We argue that this repeating cycle of perception and action and the processes of exploration and selection embedded within provide meaningful experiences to create valuable and effective interactions within the environment, which ultimately will lead to tuning our interactions more closely to our intended goals.”

Perception and action and exploration and selection are important for the discovery of one’s own action capabilities, for the discovery of actions’ outcomes on the physical world, and for the provision of unique learning opportunities not only for acquiring knowledge about the world, but also for learning how to better act within it in the moment. This process involves a constant mapping between perception and action, in relation to the features of the environment and the goal to be attained."

Perception and action and the embedded processes of exploration (trying different variations of the behavior) and selection (reproducing what works) play a primary role in this rapid transition in skills.

  • Via repeated cycles of perception and action, new skills form, existing behaviors are updated and refined, and the diversification of behavior unfolds as skills are applied to an increasing number of situations.
  • Perception and action and exploration and selection are important for the discovery of one’s own action capabilities, for the discovery of actions’ outcomes on the physical world, and for the provision of unique learning opportunities not only for acquiring knowledge about the world, but also for learning how to better act within it in the moment. This process involves a constant mapping between perception and action, in relation to the features of the environment and the goal to be attained.
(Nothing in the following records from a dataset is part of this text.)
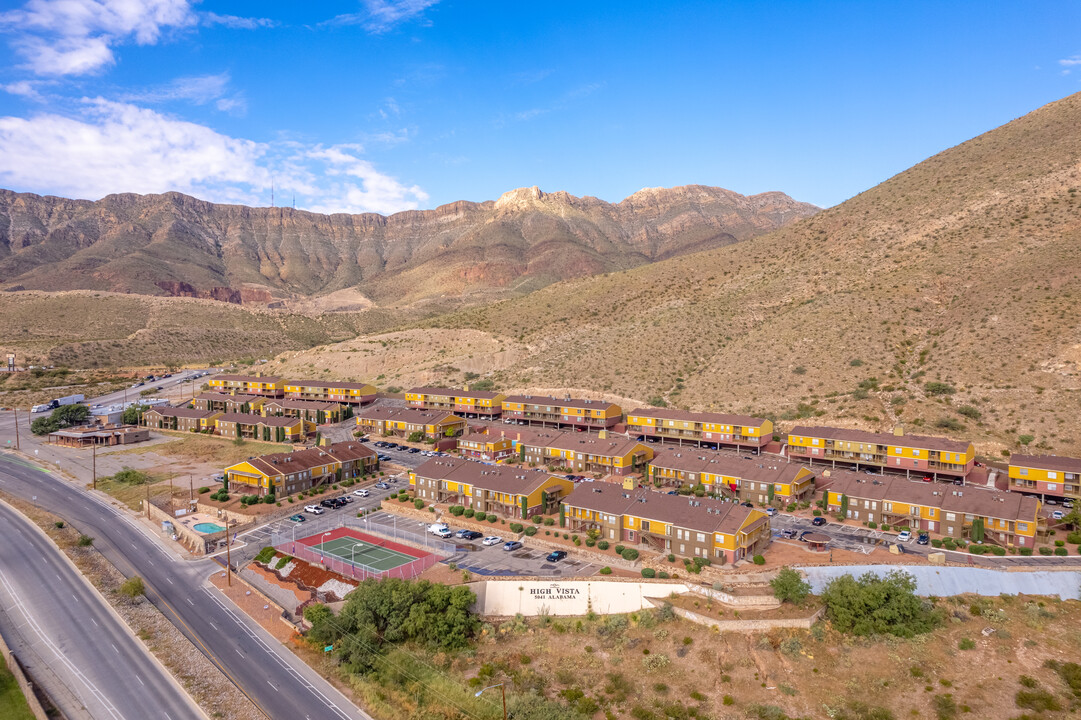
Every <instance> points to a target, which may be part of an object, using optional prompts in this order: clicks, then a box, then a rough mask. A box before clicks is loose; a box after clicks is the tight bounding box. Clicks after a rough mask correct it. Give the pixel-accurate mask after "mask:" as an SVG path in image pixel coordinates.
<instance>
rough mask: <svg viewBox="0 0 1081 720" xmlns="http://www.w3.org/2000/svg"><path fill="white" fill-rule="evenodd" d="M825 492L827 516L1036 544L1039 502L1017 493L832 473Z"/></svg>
mask: <svg viewBox="0 0 1081 720" xmlns="http://www.w3.org/2000/svg"><path fill="white" fill-rule="evenodd" d="M829 479H830V485H829V488H828V489H827V491H826V502H827V507H828V509H829V511H830V512H836V514H841V515H843V516H844V517H845V518H846V519H852V520H858V521H859V522H875V523H878V524H880V525H884V526H888V528H893V529H898V528H910V529H911V530H916V531H926V532H929V533H937V534H939V535H948V536H950V537H955V538H971V537H972V533H973V532H974V529H976V528H978V529H979V532H983V535H984V541H985V542H992V543H995V544H997V545H1002V546H1004V547H1011V546H1017V547H1029V548H1030V547H1032V546H1033V545H1036V536H1037V530H1038V524H1039V522H1040V506H1041V503H1040V501H1039V499H1037V498H1036V497H1028V496H1026V495H1022V494H1019V493H1009V492H1007V493H1004V492H999V491H997V490H988V489H985V488H971V486H964V485H953V484H948V485H947V484H940V483H937V482H919V481H912V480H908V479H906V478H900V477H896V476H882V477H875V476H868V475H863V474H855V472H845V471H841V472H831V474H830V478H829Z"/></svg>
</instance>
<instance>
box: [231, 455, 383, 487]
mask: <svg viewBox="0 0 1081 720" xmlns="http://www.w3.org/2000/svg"><path fill="white" fill-rule="evenodd" d="M378 467H379V461H378V458H377V457H376V455H375V452H374V451H373V450H371V449H369V448H368V446H366V445H364V444H363V443H360V442H335V443H326V444H323V445H320V446H318V448H307V449H304V450H296V451H293V452H289V453H273V454H271V455H261V456H259V457H253V458H251V459H248V461H244V462H243V463H237V464H236V465H230V466H229V467H227V468H225V478H226V483H227V484H226V486H227V488H228V489H230V490H232V491H235V492H239V493H244V494H249V495H267V494H270V493H273V494H276V495H292V494H293V493H298V492H303V491H306V490H309V489H311V488H315V486H317V485H321V484H328V483H332V482H341V481H342V480H344V479H346V478H359V477H361V476H364V475H368V474H371V472H374V471H376V470H377V469H378Z"/></svg>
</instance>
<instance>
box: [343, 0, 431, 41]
mask: <svg viewBox="0 0 1081 720" xmlns="http://www.w3.org/2000/svg"><path fill="white" fill-rule="evenodd" d="M438 2H439V0H362V3H363V5H364V10H363V12H359V13H348V14H345V15H338V16H336V17H334V18H332V19H331V21H329V23H328V24H330V25H360V26H362V27H363V28H364V29H365V30H368V31H369V32H371V34H373V35H381V34H383V32H387V31H389V30H392V29H393V28H395V27H396V26H398V25H401V24H402V23H405V22H408V21H411V19H413V18H415V17H418V16H419V15H422V14H423V13H424V11H425V10H427V9H428V8H431V6H432V5H435V4H436V3H438Z"/></svg>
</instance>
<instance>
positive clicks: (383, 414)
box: [357, 405, 466, 440]
mask: <svg viewBox="0 0 1081 720" xmlns="http://www.w3.org/2000/svg"><path fill="white" fill-rule="evenodd" d="M357 425H358V426H359V427H360V428H362V429H363V430H365V431H368V432H374V434H376V435H384V436H391V437H397V438H408V437H410V436H411V435H413V434H414V432H419V434H422V436H423V437H424V438H425V439H428V440H439V439H442V438H456V437H457V436H459V435H462V434H463V432H465V429H466V421H465V418H463V417H458V416H457V415H455V414H453V413H449V412H445V411H441V410H430V411H429V410H415V409H413V408H387V406H382V405H381V406H376V408H369V409H366V410H361V411H360V412H358V413H357Z"/></svg>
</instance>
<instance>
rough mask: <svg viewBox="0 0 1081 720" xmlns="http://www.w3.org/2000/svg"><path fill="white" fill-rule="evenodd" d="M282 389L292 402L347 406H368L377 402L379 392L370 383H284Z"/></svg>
mask: <svg viewBox="0 0 1081 720" xmlns="http://www.w3.org/2000/svg"><path fill="white" fill-rule="evenodd" d="M282 389H283V391H284V394H285V397H286V398H290V399H292V400H310V401H315V402H341V403H343V404H347V405H366V404H369V403H370V402H374V401H375V396H376V394H378V390H377V389H376V387H375V386H374V385H369V384H368V383H336V382H325V381H305V379H298V381H290V379H288V381H284V383H283V385H282Z"/></svg>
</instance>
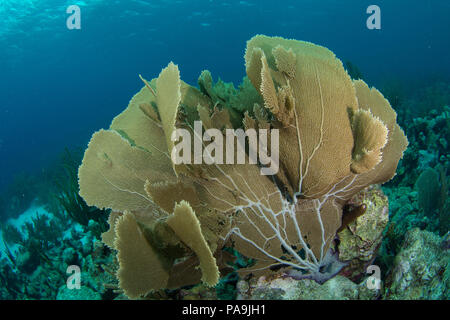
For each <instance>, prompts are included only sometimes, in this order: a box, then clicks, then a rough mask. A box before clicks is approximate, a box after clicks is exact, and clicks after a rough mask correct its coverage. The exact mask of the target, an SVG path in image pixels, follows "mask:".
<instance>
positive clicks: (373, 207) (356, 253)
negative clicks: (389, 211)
mask: <svg viewBox="0 0 450 320" xmlns="http://www.w3.org/2000/svg"><path fill="white" fill-rule="evenodd" d="M353 203H354V204H355V205H357V206H364V208H365V212H364V214H362V215H360V216H359V217H356V219H355V220H354V221H352V222H350V223H349V224H348V225H347V226H345V227H344V228H343V229H342V230H341V231H340V232H339V233H338V237H339V245H338V251H339V260H341V261H345V262H348V265H347V266H346V267H344V268H343V270H342V271H341V273H340V274H341V275H343V276H346V277H348V278H349V279H351V280H353V281H355V282H359V281H360V280H361V278H362V277H363V276H364V275H365V272H366V268H367V266H369V265H370V264H371V263H372V261H373V260H374V259H375V258H376V255H377V252H378V249H379V247H380V245H381V242H382V239H383V231H384V229H385V227H386V225H387V223H388V221H389V201H388V198H387V197H386V196H385V195H384V193H383V191H382V190H381V188H380V187H379V186H376V185H374V186H371V187H369V188H367V189H365V190H363V191H361V192H359V193H358V194H357V195H355V196H354V197H353V198H352V199H351V201H350V202H349V204H348V206H352V205H353ZM347 214H350V213H347Z"/></svg>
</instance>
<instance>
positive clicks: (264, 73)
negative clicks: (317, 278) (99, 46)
mask: <svg viewBox="0 0 450 320" xmlns="http://www.w3.org/2000/svg"><path fill="white" fill-rule="evenodd" d="M245 62H246V69H247V75H248V78H249V79H250V81H251V83H252V84H253V86H254V87H255V89H256V91H258V92H259V93H260V96H259V97H258V96H257V95H255V94H254V92H253V91H252V90H250V89H249V88H248V86H247V84H248V81H247V80H245V81H244V84H243V87H242V89H241V90H240V91H239V92H237V91H235V90H234V89H233V90H231V89H229V87H227V90H225V89H224V88H225V86H224V85H223V83H221V84H220V87H219V84H218V85H216V87H213V84H212V78H211V76H210V74H209V73H208V72H206V71H205V72H203V73H202V76H201V79H200V80H199V83H200V90H198V89H196V88H194V87H191V86H189V85H187V84H186V83H184V82H183V81H181V80H180V76H179V70H178V67H177V66H176V65H174V64H173V63H170V64H169V65H168V67H167V68H165V69H163V71H162V72H161V73H160V75H159V77H158V78H157V79H154V80H152V81H150V82H148V83H147V82H146V86H145V87H144V88H143V89H142V90H141V91H140V92H139V93H138V94H136V95H135V96H134V97H133V99H132V100H131V102H130V104H129V106H128V108H127V109H126V110H125V111H124V112H122V113H121V114H120V115H119V116H117V117H116V118H115V119H114V120H113V122H112V124H111V127H110V129H109V130H100V131H99V132H97V133H95V134H94V135H93V137H92V139H91V141H90V143H89V146H88V149H87V150H86V153H85V156H84V159H83V163H82V165H81V167H80V169H79V182H80V194H81V196H82V197H83V198H84V199H85V200H86V202H87V203H88V204H89V205H96V206H98V207H102V208H103V207H105V208H111V209H112V210H113V211H114V212H115V213H114V217H112V218H111V219H110V225H111V230H110V231H109V232H108V233H107V234H105V235H104V240H105V242H107V243H108V245H110V246H111V245H113V246H114V248H115V249H116V250H117V251H118V258H119V263H120V269H119V272H118V277H119V279H120V285H121V287H122V288H123V289H124V291H125V293H126V294H127V295H128V296H130V297H132V298H136V297H141V296H145V294H146V293H148V292H150V291H152V290H157V289H160V288H163V287H171V288H173V287H179V286H182V285H186V284H191V283H196V282H199V281H200V280H202V281H203V282H205V283H206V284H207V285H211V286H212V285H215V284H216V283H217V281H218V279H219V278H218V272H219V270H223V269H224V266H225V261H226V259H227V258H226V256H223V255H222V254H221V249H222V247H223V246H224V245H225V244H227V245H234V247H235V248H236V249H237V250H238V251H239V252H241V253H242V254H244V255H246V256H248V257H252V258H255V259H256V260H257V264H256V265H254V266H252V267H250V268H247V269H245V270H243V271H242V272H253V273H270V272H272V271H271V270H270V268H269V267H271V266H275V265H281V266H284V267H290V268H292V269H296V270H301V271H302V272H304V273H306V274H312V275H314V274H318V273H320V272H321V269H322V268H323V267H324V265H325V264H326V263H327V261H329V259H328V257H329V254H328V252H329V249H330V246H331V243H332V241H333V239H334V237H335V235H336V231H337V230H338V229H339V227H340V226H341V223H342V208H343V206H344V204H345V203H346V202H347V201H348V200H349V199H350V198H351V197H352V196H353V195H354V194H356V193H357V192H359V191H360V190H362V189H363V188H365V187H366V186H368V185H370V184H374V183H382V182H385V181H387V180H389V179H390V178H392V177H393V175H394V174H395V170H396V167H397V163H398V161H399V159H400V158H401V156H402V154H403V151H404V150H405V148H406V146H407V140H406V137H405V135H404V134H403V131H402V130H401V129H400V127H399V126H398V125H397V124H396V119H395V112H394V111H393V110H392V108H391V107H390V105H389V103H388V102H387V100H385V99H384V98H383V97H382V95H381V94H380V93H379V92H378V91H377V90H376V89H369V87H368V86H367V85H366V84H365V83H364V82H363V81H361V80H358V81H354V82H353V81H352V80H351V79H350V77H349V76H348V74H347V73H346V71H345V70H344V68H343V66H342V63H341V61H340V60H338V59H337V58H336V57H335V56H334V54H333V53H332V52H331V51H329V50H328V49H326V48H324V47H320V46H317V45H314V44H312V43H308V42H302V41H296V40H286V39H283V38H271V37H266V36H256V37H254V38H252V39H251V40H250V41H249V42H248V43H247V50H246V54H245ZM150 89H151V90H150ZM221 89H224V90H225V91H221ZM199 119H201V120H202V121H203V125H204V127H205V129H208V128H217V129H218V130H219V131H218V132H219V133H218V134H219V135H220V134H223V135H224V136H225V135H226V133H225V131H226V129H227V128H231V127H232V126H234V127H236V123H237V125H238V127H239V128H242V129H244V130H246V129H249V128H255V129H258V128H259V129H261V128H270V129H278V130H279V137H280V139H279V152H280V168H279V171H278V173H277V174H276V176H265V175H261V174H260V167H259V166H258V164H251V163H250V162H249V161H248V160H249V159H248V158H247V159H246V160H247V161H246V162H245V164H236V165H231V164H217V163H215V164H210V165H207V164H202V163H196V162H195V161H194V162H193V163H192V164H175V163H172V161H171V153H172V150H173V148H174V142H173V140H172V139H171V138H172V133H173V132H174V131H175V129H185V130H187V131H188V132H190V133H194V131H193V125H194V121H195V120H199ZM236 119H238V120H239V121H236ZM193 139H194V140H195V139H199V137H196V136H195V134H194V138H193ZM271 142H272V141H269V144H270V143H271ZM203 143H205V142H204V141H203ZM213 143H214V142H213V141H211V142H210V144H213ZM216 150H217V149H216ZM224 152H225V151H224ZM196 156H198V155H196V154H192V157H193V159H194V160H195V157H196ZM228 156H230V155H228ZM231 157H232V158H234V155H231ZM117 212H119V213H120V212H121V213H123V214H122V215H121V214H119V213H117ZM129 233H135V234H129ZM133 244H136V246H134V245H133ZM198 266H199V268H198ZM148 268H150V269H151V270H154V272H155V273H151V272H149V271H148V270H149V269H148ZM199 269H200V271H201V272H200V271H199ZM156 275H158V276H156ZM140 280H142V281H140Z"/></svg>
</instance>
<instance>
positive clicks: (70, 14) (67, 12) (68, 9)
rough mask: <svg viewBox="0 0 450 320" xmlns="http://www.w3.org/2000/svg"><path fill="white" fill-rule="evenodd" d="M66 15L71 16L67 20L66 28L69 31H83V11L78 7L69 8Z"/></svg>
mask: <svg viewBox="0 0 450 320" xmlns="http://www.w3.org/2000/svg"><path fill="white" fill-rule="evenodd" d="M66 13H67V14H70V16H69V17H67V20H66V26H67V29H69V30H74V29H76V30H80V29H81V9H80V7H79V6H77V5H71V6H68V7H67V9H66Z"/></svg>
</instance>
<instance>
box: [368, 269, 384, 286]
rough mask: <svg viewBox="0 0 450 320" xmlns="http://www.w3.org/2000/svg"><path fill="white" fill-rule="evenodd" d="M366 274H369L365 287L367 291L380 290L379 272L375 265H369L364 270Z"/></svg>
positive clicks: (378, 269) (379, 271)
mask: <svg viewBox="0 0 450 320" xmlns="http://www.w3.org/2000/svg"><path fill="white" fill-rule="evenodd" d="M366 273H368V274H371V276H370V277H368V278H367V280H366V286H367V289H369V290H380V289H381V270H380V267H379V266H377V265H370V266H368V267H367V269H366Z"/></svg>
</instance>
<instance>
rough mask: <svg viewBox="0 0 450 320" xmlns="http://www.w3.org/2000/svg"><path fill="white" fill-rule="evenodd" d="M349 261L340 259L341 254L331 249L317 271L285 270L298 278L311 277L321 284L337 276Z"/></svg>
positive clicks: (295, 277) (297, 279) (287, 273)
mask: <svg viewBox="0 0 450 320" xmlns="http://www.w3.org/2000/svg"><path fill="white" fill-rule="evenodd" d="M347 264H348V262H342V261H339V254H338V253H337V252H335V251H334V250H333V249H330V250H329V251H328V253H327V254H326V256H325V258H324V259H323V261H322V263H321V267H320V268H319V270H318V271H316V272H312V273H311V272H310V273H303V272H301V271H299V270H294V269H289V270H286V271H285V274H286V276H289V277H291V278H293V279H296V280H302V279H311V280H314V281H316V282H317V283H319V284H323V283H325V282H326V281H327V280H329V279H331V278H333V277H334V276H336V275H337V274H338V273H339V272H340V271H341V270H342V268H344V267H345V266H346V265H347Z"/></svg>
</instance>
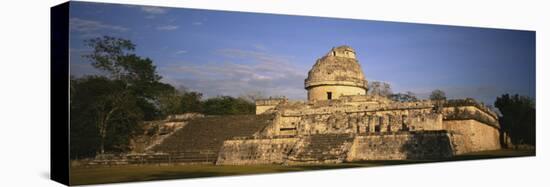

“As newborns use their available eye muscle strength and control to attend to objects or people moving through their space, they push their systems, bit by bit, to go farther, to see more and longer. These repeated cycles of moving and perceiving the consequences lead, over time, to sufficient control of head and neck muscles to lift the head and eyes upward, leading to new, interesting things to explore. Their efforts have cascading effects, enabling more and longer movements through greater distances, toward objects, people, and sounds that attract them. Bit by bit, the foundation takes shape and expands for discovering new concepts, consistencies, and motor control.” Ulrich 2010


References 

Corbetta, D., Dimercurio, A., Wiener, R. F., Connell, J. P., & Clark, M. (2018). How Perception and Action Fosters Exploration and Selection in Infant Skill Acquisition. Advances in Child Development and Behavior (Vol. 55, pp. 1–29).

Fuster, J. M. (2018). Upper processing stages of the perception-action cycle, (May 2004). doi:10.1016/j.tics.2004.02.004

Oudeyer PY, Smith LB. How Evolution May Work Through Curiosity-Driven Developmental Process. Top Cogn Sci. 2016 Apr;8(2):492-502.

Ulrich B. D. (2010). Opportunities for early intervention based on theory, basic neuroscience, and clinical science. Physical therapy, 90(12), 1868–1880. doi:10.2522/ptj.20100040

von Hofsten C, Rosander K. The Development of Sensorimotor Intelligence in Infants. Adv Child Dev Behav. 2018;55:73-106. doi: 10.1016/bs.acdb.2018.04.003.

Epub 2018 May 21. Review. PubMed PMID: 30031439.